Simulation of Leukocyte Interactions with a P-Selectin Coated Substrate [Systems Biology]
Jon Tang and C. Anthony Hunt
UCSF & UCB Joint Graduate Group in Bioengineering and The Biosystems Group, Department of Biopharmaceutical Sciences, The University of California, San Francisco, CA 94143, USA
Corresponding author: email@example.com
Leukocyte transendothelial migration is a key process in the pathogenesis of a number of inflammatory disease states such as asthma, rheumatoid arthritis, multiple sclerosis, and atherosclerosis. Such diseases can be characterized by excess or inappropriate leukocyte transmigration and the misdirected actions of leukocytes towards healthy host-tissue. Discovery of new and better therapeutic interventions will be facilitated by having a better understanding of how the process of leukocyte transendothelial migration works and by being able to predict the consequences of interventions. Making such predictions requires having an in silico analogue capable of exhibiting a large, explorable behavior space that significantly overlaps the observed behavior space of the in vitro models used for research. The envisioned analogue will be capable exhibiting multiple levels of resolution. We have constructed an in silico model for representing the dynamics of rolling, activation, and adhesion of individual leukocytes prior to transmigration. We use the synthetic modeling method. Object-oriented software components are designed, verified, plugged together logically, and then operated in ways that represent the mechanisms and processes that are believed to influence leukocyte adhesion (or lack thereof) and rolling. Our first objective has been to refine the analogue’s ability to represent—mimic—the essential jerky characteristics of leukocyte rolling. We report simulation results that compare well to data from flow chamber experiments of leukocyte rolling on P-selectin. These results provide a necessary and essential foundation for simulation studies of leukocyte rolling, activation by KC chemokines, and adhesion on P-selectin and VCAM-1 substrate.
A local clustering algorithm for discovering functional modules from the synthetic lethal interaction network in yeast [Systems Biology]
Ping Ye, Joel Bader
Johns Hopkins University, Department of Biomedical Engineering, High Throughput Biology Center
Corresponding author: firstname.lastname@example.org
One powerful tool for dissecting biological pathways is to identify synthetic lethality relationship between two genes that cause cell death when mutated concurrently while neither by itself is lethal to the cell.

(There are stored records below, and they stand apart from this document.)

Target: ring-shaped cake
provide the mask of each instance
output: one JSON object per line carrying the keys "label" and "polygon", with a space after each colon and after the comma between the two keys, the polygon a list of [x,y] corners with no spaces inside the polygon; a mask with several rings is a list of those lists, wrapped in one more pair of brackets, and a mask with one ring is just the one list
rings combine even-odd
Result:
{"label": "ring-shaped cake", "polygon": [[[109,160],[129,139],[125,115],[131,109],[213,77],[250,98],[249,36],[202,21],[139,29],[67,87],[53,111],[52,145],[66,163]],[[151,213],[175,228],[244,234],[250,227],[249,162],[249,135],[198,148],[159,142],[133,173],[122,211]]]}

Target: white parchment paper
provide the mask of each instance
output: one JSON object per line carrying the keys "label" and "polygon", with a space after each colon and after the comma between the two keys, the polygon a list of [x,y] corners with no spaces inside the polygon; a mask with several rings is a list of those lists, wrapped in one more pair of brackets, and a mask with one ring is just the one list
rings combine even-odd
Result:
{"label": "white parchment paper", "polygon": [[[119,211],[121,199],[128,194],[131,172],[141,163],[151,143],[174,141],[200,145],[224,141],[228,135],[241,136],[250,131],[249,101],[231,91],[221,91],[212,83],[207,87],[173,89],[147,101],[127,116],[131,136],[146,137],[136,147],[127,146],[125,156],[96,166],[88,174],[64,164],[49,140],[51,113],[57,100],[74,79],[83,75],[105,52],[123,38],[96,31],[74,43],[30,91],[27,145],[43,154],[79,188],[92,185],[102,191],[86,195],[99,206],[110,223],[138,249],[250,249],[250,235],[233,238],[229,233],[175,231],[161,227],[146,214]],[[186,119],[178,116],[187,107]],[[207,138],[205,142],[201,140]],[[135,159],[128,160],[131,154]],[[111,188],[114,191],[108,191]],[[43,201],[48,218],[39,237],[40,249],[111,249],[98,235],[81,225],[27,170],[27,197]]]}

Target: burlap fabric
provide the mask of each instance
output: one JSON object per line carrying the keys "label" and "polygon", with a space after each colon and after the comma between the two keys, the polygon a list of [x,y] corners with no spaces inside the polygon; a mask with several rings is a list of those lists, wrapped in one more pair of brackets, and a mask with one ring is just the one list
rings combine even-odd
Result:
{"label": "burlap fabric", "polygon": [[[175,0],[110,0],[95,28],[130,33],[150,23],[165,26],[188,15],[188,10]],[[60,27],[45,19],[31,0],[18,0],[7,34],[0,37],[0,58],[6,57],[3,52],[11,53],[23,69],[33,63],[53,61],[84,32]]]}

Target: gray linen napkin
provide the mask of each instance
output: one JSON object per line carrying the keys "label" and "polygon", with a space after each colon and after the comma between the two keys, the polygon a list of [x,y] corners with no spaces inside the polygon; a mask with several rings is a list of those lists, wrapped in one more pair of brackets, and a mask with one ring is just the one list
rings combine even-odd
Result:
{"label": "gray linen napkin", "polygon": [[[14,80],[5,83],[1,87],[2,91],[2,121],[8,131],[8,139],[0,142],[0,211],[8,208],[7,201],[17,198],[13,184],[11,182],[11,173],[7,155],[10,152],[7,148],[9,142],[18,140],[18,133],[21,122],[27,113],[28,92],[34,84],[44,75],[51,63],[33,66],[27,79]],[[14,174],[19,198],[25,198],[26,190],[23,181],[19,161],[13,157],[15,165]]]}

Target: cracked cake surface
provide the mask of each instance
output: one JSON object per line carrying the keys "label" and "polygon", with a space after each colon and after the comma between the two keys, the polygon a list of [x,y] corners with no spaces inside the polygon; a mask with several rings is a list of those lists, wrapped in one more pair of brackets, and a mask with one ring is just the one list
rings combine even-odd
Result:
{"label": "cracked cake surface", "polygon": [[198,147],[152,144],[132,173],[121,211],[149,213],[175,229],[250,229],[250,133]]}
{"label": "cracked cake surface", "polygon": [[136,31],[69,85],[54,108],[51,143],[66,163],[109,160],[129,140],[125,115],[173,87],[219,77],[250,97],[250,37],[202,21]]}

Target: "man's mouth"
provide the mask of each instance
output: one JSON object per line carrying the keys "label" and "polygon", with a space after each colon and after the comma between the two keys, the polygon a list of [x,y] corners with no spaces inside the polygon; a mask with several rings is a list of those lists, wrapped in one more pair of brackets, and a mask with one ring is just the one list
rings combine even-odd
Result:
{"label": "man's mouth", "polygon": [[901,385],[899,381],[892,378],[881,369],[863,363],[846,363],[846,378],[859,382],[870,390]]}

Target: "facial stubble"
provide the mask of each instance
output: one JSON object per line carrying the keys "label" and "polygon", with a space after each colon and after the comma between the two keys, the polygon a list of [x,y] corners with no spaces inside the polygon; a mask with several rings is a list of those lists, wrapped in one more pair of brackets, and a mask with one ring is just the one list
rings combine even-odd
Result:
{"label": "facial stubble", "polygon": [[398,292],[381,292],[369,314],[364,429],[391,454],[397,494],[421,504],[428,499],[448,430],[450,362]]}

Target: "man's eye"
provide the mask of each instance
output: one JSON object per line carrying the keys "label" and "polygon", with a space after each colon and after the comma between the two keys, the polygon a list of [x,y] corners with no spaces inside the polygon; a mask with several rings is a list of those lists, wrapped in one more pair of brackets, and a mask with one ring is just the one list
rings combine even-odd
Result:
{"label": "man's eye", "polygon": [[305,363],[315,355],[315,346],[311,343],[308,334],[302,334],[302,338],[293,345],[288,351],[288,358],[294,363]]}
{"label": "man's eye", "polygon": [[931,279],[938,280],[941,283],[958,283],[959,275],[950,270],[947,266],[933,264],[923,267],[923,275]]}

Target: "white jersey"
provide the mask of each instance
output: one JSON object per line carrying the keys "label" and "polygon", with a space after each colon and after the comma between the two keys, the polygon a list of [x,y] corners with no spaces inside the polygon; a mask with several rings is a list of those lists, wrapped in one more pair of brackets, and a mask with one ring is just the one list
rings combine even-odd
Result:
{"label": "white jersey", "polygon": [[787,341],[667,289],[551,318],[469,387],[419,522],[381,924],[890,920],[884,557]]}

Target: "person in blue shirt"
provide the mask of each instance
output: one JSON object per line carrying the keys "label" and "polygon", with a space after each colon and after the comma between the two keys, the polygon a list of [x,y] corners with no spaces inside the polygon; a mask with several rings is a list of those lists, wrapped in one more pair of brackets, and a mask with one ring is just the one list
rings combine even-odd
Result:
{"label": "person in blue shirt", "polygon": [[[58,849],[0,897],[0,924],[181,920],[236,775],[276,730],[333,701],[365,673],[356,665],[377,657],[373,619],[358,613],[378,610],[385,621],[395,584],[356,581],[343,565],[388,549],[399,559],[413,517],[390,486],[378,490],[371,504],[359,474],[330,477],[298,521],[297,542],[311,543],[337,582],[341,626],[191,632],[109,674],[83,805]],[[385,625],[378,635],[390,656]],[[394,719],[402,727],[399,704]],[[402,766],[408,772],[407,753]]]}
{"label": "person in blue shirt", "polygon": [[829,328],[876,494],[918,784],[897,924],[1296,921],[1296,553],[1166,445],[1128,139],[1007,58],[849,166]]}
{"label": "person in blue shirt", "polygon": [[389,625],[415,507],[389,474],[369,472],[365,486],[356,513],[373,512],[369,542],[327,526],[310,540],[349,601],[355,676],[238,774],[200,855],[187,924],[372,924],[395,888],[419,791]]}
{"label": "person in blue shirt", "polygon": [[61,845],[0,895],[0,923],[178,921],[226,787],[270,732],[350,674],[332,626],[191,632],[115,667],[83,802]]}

Genome-wide approaches to assessing synthetic lethality have been recently conducted in Saccharomyces cerevisiae. Analyses have revealed that synthetic lethal interacting genes mostly function in compensating pathways while genes sharing synthetic lethal partners belong to the same pathway. Accordingly, global clustering methods have grouped genes into functional modules based on their global synthetic lethal interaction patterns. However, multi-task genes cannot be classified correctly using these global methods, due to the fact that they share one set of partners with genes in one module and another set of partners with genes in another module. Therefore, it is essential to identify correct pathway membership by clustering genes according to their local synthetic lethal interaction pattern. We have developed a local clustering algorithm, the bi-clustering algorithm, to identify statistically significant modules according to local synthetic lethal interaction patterns. By applying this method to a DNA integrity network, we have successfully identified all functional modules previously determined through manual curation. Our method outperforms global clustering methods by identifying overlapping modules containing multi-task genes. Therefore, this method can predict functional gene modules and has general application to genomic synthetic lethality screens.
Agent-Directed DEVS Modeling of Adaptive Cellular Immunity [Systems Biology]
Sunwoo Park, Sean H. J. Kim, and C. Anthony Hunt
Joint UCSF/UCB Bioengineering Graduate Group and The Biosystems Group, Department of Biopharmaceutical Sciences, The University of California, San Francisco
Corresponding author: email@example.com
We present a new Discrete Event System Specification (DEVS) agent modeling formalism and simulation processors for simulation-driven systems biology, and report on their application in representing aspects of the adaptive cellular immune system. Adaptive immune responses are emergent phenomena arising from dynamic spatiotemporal interactions between immunogens and components of a host immune system. To represent system-level biological behaviors, we created agent-directed analogues of key components of the cellular immune system, and described each using the extended DEVS. The formalism integrates descriptions of the key features of agent-based and system-oriented models into a unified formal specification, including a universal coupling mechanism. The mechanism enables dynamic creation and permutation of coupling relations between analogue entities, thus making it possible to formally describe adaptive system-to-system and system-to-environment interactions. Antigen recognition, activation, and effector actions of T cells are represented as discrete events. T cells are represented as atomic DEVS agents. Temporal trajectories of inputs, outputs, and states are represented concisely and consistently, facilitating systematic analysis of simulation dynamics. The simulation processors are entities that execute the DEVS agent model and allow exploration of spatiotemporal spaces generated from the model. Together the new formalism and simulation processors enable unified formal descriptions of DEVS agent models and their adaptive interactions.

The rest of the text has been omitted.